Any society is shaped by that which is penalized or rewarded by the adopted tax system, and said tax system must generate sufficient revenue to pay society’s bills. America has not done this for a very long time, and THAT is “what has “brought us to this point”.

When we can not or do not define America’s needs, and prioritize AVAILABLE funds so as to properly meet said needs, there is NO LIMIT to the size of our government and NO LIMIT to the financial resources it will seek to control.

Posted by OneOfTheSheep | Report as abusive

No hunny it is

Posted by Crash866 | Report as abusive

I have a major concern regarding the “American Financial State of Affairs”. In my opinion, the national economy and federal budget have reached the point of no return.

The Democrats take a position that mandatory entitlement programs are sacred and the Republicans take the position that there will be no increase in taxes. In my opinion they are both wrong if they want to solve the problem.
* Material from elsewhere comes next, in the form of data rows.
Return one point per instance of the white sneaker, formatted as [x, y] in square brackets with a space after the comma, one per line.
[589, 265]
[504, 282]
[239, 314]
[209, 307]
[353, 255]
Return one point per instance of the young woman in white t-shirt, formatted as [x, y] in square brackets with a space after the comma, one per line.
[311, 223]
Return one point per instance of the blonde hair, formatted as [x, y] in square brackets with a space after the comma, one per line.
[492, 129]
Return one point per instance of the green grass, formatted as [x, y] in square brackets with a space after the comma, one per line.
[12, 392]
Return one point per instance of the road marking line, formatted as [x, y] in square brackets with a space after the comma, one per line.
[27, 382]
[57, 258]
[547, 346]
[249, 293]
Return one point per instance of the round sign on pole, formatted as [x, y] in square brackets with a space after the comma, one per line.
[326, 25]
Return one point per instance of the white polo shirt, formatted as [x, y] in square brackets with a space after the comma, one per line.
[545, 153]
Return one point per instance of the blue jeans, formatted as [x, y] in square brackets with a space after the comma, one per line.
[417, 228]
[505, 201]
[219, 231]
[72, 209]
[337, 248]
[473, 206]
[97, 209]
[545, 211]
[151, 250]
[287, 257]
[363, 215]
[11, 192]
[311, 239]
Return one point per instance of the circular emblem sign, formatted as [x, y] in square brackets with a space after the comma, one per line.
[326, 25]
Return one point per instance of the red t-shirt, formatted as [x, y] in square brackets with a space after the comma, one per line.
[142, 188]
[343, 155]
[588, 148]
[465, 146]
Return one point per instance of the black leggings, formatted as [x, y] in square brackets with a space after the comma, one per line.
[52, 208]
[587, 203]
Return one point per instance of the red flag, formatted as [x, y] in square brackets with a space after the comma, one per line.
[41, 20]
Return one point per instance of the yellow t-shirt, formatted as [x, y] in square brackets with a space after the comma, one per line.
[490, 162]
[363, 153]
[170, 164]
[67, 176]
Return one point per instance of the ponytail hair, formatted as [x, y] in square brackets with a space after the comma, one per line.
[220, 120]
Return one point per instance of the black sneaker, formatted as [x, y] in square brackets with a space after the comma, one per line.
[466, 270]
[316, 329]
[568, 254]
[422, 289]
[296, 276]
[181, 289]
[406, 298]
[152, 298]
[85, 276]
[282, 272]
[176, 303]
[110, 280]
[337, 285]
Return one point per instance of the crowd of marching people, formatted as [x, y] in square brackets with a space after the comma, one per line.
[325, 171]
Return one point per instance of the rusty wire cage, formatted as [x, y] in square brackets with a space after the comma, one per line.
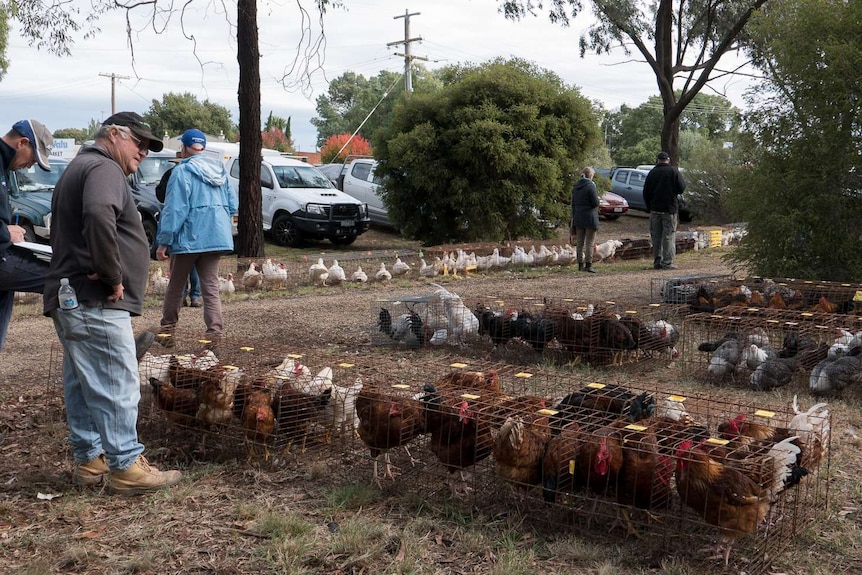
[225, 399]
[685, 289]
[587, 454]
[764, 348]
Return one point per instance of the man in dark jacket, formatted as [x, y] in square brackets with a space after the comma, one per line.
[27, 143]
[585, 218]
[100, 246]
[663, 186]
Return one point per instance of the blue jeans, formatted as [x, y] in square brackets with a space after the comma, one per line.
[101, 384]
[662, 229]
[19, 271]
[193, 287]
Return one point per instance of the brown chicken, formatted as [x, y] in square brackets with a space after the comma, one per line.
[518, 449]
[459, 436]
[387, 421]
[646, 476]
[180, 405]
[294, 412]
[257, 417]
[558, 465]
[723, 495]
[218, 386]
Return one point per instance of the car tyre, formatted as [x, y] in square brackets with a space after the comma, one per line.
[285, 233]
[343, 240]
[150, 229]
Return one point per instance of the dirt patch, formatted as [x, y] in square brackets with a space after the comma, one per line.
[317, 512]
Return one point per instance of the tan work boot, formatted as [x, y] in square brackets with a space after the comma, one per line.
[91, 472]
[141, 477]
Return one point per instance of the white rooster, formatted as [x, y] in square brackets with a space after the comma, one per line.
[252, 278]
[226, 285]
[399, 268]
[359, 275]
[336, 273]
[318, 273]
[383, 274]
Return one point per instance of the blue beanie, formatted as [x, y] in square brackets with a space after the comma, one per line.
[194, 138]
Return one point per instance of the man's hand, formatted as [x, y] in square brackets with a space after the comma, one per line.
[16, 234]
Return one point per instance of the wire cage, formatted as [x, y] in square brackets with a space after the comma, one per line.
[766, 348]
[588, 454]
[227, 399]
[685, 289]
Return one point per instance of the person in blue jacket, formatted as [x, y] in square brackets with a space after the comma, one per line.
[195, 229]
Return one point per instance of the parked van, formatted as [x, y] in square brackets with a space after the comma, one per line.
[300, 203]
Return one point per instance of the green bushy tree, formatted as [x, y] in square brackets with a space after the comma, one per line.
[487, 157]
[801, 189]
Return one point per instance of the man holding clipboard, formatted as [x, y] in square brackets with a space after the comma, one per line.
[27, 143]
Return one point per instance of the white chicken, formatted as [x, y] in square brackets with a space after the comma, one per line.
[462, 321]
[399, 268]
[226, 285]
[383, 274]
[606, 250]
[336, 273]
[425, 269]
[340, 412]
[274, 275]
[252, 278]
[359, 275]
[159, 281]
[318, 273]
[723, 360]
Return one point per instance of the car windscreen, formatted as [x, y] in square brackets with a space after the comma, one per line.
[35, 178]
[152, 169]
[300, 177]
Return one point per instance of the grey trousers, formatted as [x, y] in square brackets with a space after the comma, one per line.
[207, 266]
[662, 231]
[586, 239]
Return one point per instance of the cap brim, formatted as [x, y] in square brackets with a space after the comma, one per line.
[155, 145]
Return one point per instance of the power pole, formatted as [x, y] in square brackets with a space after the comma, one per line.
[408, 58]
[114, 78]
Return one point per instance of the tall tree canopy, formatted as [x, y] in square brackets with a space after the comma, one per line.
[801, 190]
[681, 40]
[488, 156]
[177, 113]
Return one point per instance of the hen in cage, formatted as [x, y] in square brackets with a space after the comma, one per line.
[387, 420]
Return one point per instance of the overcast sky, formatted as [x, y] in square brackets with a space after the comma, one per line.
[68, 92]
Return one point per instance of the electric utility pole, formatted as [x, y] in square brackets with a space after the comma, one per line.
[114, 78]
[408, 57]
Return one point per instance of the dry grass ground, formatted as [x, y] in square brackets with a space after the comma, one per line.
[310, 515]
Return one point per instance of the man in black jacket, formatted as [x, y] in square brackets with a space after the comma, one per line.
[662, 189]
[27, 143]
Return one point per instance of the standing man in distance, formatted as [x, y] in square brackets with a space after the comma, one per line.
[195, 228]
[27, 143]
[100, 245]
[585, 218]
[663, 186]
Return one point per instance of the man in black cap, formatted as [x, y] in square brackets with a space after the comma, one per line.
[100, 246]
[662, 189]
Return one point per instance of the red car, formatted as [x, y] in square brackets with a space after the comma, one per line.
[612, 206]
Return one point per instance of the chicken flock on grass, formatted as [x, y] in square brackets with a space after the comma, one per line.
[832, 365]
[602, 439]
[281, 407]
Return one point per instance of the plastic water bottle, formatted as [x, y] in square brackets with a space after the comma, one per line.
[67, 296]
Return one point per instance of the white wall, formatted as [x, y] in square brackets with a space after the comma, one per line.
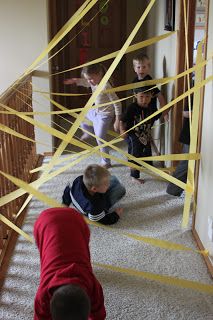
[23, 35]
[163, 60]
[205, 185]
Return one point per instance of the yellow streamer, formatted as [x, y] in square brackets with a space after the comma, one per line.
[160, 278]
[15, 228]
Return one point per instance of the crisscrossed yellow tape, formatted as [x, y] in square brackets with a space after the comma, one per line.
[160, 278]
[69, 137]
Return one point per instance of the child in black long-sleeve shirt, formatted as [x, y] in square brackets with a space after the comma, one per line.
[94, 194]
[139, 139]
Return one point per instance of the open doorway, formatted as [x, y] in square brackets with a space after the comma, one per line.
[90, 39]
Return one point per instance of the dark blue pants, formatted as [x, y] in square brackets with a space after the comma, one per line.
[138, 150]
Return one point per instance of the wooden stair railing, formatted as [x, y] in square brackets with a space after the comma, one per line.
[17, 156]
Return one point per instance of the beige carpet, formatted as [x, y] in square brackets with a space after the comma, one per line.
[148, 211]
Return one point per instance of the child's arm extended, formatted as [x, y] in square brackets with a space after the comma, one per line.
[78, 81]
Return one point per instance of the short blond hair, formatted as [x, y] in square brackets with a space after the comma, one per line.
[94, 175]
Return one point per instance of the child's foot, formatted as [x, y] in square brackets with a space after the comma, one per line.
[141, 181]
[84, 137]
[106, 165]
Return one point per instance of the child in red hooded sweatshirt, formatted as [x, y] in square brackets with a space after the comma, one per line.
[68, 288]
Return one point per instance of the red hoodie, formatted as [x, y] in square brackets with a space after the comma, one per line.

Information is from the CBO.


Security and Non-Security $1,289
Mandatory Programs $2,053
Net Interest $220

Total Expenditures $3,562


Individual Income Taxes $1,123
Corporate Income Taxes $235
Payroll Taxes $851
Other Income $225

Total Income $2,435

Deficit/Shortfall $1,192

Congressional Leadership and the Media need to explain to the American Citizens the above fiscal problem and politicians need to understand that kicking the can down the street will not put our fiscal house in order.

I believe the reason politicians do not explain this problem to American Citizens, is because if they did, they wouldn’t get elected.

To solve our fiscal problem, every American citizen needs to share in the pain, that includes the 47% and the 53%, and 99% and the 1%. This will take politicians that have the heart and skills to convince voters to support a plan that gets our house in order. It has taken us a long time to develop this problem; it will take a long time to solve it.